I’m sure that many of you will think that I’m mad when you read this, but I salivate at the thought of kale. I love them so much that I grow them in my garden. Unfortunately, my kale supply can’t keep up with demand so if I long for that delicious bitter goodness, I buy bunches of kale until my kale plants replenish themselves. I may have to find some extra room in my garden to grow more! I use only the leaves as the stems are quite tough.

There are many varieties of kale. The two varieties that I see most of in Melbourne and that I grow in my own garden are the curly leaf and the flat leaf Tuscan variety.

Kale is very high in vitamins A, C and K. (Note: Vitamin K plays a role in blood clotting, so high levels of vitamin K in your system can interact with blood thinners, such as warfarin. It’s a good idea to speak to your health care provider about the safety of regularly consuming kale if you suffer from clotting disorders or if you take anti-coagulant medications.)

Kale also contains iron, calcium, folic acid, and other vitamins and minerals.

Note: If you have issues relating to your thyroid, it’s best to cook kale (rather than eat them in their raw state) and eat in moderation as kale (along with other members of the brassica family of plants such as cabbage, broccoli and cauliflower) can interact with thyroid function.

One of my favourite kale recipes is Kale & Almond Crackers. It’s a long process to make these as I dehydrate them in my oven, but it’s well worth the effort. I’m sure it’s possible to bake them at a higher temperature to speed up the process of drying the crackers (I haven’t baked them before so you’ll need to play around with oven temperatures and times if you decide to bake them), but the flavour will likely be different. Dehydrating these crackers will keep their natural kale flavour as well as more of the nutrients. I have used both the curly leaf and the flat leaf variety in this recipe and both work well.



Kale & Almond Crackers Recipe.

Kale and Almond Crackers - Simply Nourished | Food Coaching & Reiki, Melbourne VIC - simplynourished.com.au

(Vegan, gluten free, dairy free, egg free, soy free, sugar free.)


1 bunch kale

1 1/2 cups almond meal

1/2 cup coconut flour

1/2 cup savoury yeast (nutritional yeast)

2/3 cup ground linseeds (flaxseeds)

2/3 cup filtered water

Himalayan salt & pepper to taste


Add ground linseeds and water in a bowl. Mix and set aside.

In a separate large bowl, place the almond meal, coconut flour, savoury yeast, salt and pepper and mix. Set bowl aside.

Discard the kale ribs and wash the leaves. Remove as much water as possible from the kale (I use a salad spinner for this). Place kale leaves in a food processor and process until chopped up finely.

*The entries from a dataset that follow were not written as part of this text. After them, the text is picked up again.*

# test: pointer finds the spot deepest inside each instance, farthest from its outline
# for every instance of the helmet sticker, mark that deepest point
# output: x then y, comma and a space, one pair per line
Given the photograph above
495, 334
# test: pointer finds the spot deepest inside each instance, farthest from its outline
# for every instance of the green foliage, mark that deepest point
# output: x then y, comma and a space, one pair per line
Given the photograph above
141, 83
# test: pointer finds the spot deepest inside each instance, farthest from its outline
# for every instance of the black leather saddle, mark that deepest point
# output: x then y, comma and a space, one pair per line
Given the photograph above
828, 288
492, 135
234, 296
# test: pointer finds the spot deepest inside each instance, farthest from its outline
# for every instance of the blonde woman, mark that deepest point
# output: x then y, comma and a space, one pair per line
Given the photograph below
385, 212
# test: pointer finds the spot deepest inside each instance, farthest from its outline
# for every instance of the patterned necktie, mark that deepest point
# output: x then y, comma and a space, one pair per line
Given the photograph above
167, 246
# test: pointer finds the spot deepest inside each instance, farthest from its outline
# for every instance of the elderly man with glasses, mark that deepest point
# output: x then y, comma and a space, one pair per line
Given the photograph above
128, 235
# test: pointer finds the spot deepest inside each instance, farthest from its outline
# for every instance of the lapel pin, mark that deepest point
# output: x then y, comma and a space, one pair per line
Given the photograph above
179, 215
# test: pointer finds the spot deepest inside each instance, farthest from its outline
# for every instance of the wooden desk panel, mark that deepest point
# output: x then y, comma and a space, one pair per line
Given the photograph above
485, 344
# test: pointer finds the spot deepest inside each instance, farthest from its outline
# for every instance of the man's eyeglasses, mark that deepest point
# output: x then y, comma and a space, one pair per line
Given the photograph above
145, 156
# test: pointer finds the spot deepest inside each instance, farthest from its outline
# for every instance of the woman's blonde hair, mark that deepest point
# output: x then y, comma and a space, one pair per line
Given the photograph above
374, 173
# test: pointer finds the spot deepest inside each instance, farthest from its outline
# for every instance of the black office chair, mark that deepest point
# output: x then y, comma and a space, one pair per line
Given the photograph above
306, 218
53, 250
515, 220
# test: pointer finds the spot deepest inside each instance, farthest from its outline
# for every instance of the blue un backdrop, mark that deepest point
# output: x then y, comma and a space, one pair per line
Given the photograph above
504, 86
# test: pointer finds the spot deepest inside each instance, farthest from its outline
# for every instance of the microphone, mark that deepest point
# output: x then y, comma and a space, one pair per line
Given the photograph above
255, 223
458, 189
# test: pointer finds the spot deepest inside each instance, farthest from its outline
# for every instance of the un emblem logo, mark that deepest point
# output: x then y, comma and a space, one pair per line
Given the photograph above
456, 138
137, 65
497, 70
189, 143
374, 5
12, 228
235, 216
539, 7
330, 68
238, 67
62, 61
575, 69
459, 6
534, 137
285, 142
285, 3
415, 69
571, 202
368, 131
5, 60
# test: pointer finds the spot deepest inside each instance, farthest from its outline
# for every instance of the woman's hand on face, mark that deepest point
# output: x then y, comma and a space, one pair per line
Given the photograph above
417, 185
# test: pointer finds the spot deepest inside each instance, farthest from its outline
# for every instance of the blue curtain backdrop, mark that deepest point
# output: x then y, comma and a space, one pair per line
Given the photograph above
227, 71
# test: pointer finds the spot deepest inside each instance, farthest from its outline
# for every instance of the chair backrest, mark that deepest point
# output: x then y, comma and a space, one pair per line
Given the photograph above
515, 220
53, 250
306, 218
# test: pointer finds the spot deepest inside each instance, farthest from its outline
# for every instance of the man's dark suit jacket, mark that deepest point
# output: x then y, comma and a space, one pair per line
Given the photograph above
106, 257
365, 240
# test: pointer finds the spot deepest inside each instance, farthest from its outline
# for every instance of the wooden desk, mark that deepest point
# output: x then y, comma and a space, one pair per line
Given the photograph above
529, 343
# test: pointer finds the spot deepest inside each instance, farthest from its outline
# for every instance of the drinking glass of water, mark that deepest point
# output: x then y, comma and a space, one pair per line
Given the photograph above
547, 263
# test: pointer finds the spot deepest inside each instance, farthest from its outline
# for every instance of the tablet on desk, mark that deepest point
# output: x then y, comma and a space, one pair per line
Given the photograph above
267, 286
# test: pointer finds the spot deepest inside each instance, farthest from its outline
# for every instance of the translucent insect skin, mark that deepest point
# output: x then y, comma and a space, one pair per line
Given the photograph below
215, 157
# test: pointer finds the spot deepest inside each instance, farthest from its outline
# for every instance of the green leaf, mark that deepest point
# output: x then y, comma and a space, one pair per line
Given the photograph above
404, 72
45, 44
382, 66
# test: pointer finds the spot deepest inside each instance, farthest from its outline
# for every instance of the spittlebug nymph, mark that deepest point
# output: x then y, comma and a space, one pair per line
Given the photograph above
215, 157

You may need to do this in batches depending on the size of your food processor.

Add the chopped kale to the bowl containing the dry ingredients and mix.

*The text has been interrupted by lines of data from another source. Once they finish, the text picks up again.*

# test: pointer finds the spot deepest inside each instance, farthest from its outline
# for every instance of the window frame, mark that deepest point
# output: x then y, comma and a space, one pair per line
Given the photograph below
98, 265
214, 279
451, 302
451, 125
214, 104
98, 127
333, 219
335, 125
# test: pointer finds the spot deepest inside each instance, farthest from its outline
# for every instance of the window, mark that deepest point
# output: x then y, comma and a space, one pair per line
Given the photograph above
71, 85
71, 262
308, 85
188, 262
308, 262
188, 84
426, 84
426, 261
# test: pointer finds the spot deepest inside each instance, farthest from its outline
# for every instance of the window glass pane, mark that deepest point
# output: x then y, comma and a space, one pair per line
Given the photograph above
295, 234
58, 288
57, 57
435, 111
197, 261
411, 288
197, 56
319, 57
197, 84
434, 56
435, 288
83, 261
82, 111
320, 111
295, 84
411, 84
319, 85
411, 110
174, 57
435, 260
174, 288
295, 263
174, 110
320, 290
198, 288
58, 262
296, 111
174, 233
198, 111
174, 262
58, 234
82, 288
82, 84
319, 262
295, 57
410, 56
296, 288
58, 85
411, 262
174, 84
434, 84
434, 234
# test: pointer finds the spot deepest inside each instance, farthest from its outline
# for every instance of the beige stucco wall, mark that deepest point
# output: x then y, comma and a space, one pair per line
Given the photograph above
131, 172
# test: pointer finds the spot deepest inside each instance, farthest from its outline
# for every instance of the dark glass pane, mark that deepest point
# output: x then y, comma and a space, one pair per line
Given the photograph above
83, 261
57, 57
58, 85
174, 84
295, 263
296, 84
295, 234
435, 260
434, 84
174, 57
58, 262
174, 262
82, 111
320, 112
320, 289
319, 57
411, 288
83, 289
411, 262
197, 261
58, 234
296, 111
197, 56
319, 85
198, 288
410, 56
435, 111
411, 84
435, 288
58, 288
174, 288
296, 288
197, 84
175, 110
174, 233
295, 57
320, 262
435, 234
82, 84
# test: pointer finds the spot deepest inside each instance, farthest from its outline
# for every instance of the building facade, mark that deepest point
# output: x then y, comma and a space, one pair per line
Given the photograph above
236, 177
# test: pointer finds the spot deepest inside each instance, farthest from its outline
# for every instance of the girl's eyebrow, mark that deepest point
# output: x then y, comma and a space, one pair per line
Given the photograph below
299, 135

Add the linseed/water mixture to the kale mix. Mix using your hands until well combined. Divide the mixture in half.

Tear 3 pieces of baking paper so that they’re the same size as the 2 large oven trays that you’ll be using later. (The 3rd piece of baking paper will be used to assist with the rolling.)

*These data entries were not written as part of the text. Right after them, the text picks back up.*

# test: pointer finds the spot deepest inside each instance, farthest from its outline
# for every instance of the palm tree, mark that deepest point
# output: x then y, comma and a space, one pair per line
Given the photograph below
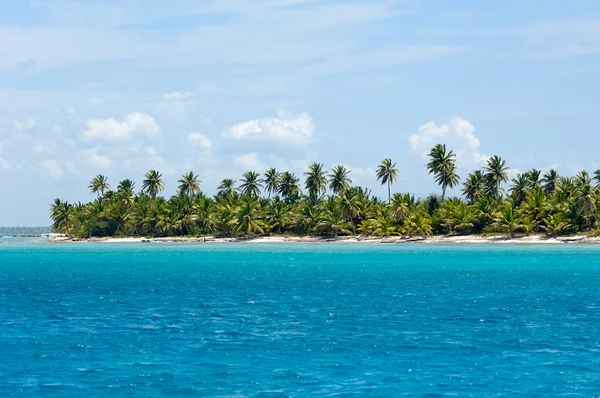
507, 221
61, 214
534, 178
597, 178
288, 186
126, 186
339, 180
126, 193
496, 174
387, 173
272, 179
316, 180
550, 181
519, 188
585, 198
474, 186
226, 188
189, 184
443, 166
99, 185
251, 184
247, 220
153, 183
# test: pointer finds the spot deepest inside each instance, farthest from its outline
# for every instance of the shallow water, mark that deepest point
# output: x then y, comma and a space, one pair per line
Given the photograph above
297, 320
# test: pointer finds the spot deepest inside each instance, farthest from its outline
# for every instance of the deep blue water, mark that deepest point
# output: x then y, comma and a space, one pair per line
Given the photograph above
298, 320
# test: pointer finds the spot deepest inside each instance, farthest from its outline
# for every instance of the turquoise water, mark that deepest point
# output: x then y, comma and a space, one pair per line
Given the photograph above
298, 320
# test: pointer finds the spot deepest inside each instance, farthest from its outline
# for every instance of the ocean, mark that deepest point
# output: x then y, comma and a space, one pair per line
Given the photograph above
276, 320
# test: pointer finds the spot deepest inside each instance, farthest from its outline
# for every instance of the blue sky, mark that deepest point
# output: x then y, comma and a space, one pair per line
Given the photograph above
221, 87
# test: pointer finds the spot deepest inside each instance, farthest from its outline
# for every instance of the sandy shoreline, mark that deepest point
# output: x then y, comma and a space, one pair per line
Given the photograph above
496, 239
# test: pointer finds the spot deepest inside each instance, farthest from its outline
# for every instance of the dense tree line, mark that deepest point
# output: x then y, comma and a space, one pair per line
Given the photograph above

Place 1 sheet of baking paper on a bench top. Place half of the kale mix in the centre of the baking paper and slightly flatten. Place the spare baking sheet over the flattened kale mix. Roll out the kale mix using a rolling pin until mixture is very thin (approx 1-2mm). Then peel off the top baking sheet and, using a pizza roller/cutter or knife, score into strips and then from the next side, score into strips so you should have small squares. I usually do them so that the squares are about 3cm in size.

Carefully slide the prepared squares (keeping the baking paper underneath) onto a large oven tray and place in a pre-heated oven at 50 degrees celsius. Prepare the second batch the same way and place in the oven.

Dehydrate in the oven for approx 4 hours. Then turn over and peel off the baking sheet. Dehydrate for a further 4 hours or until mix is totally dry (should be crunchy).

Once cooled, snap into square pieces.

Store in an airtight container. Crackers should keep for a couple of weeks.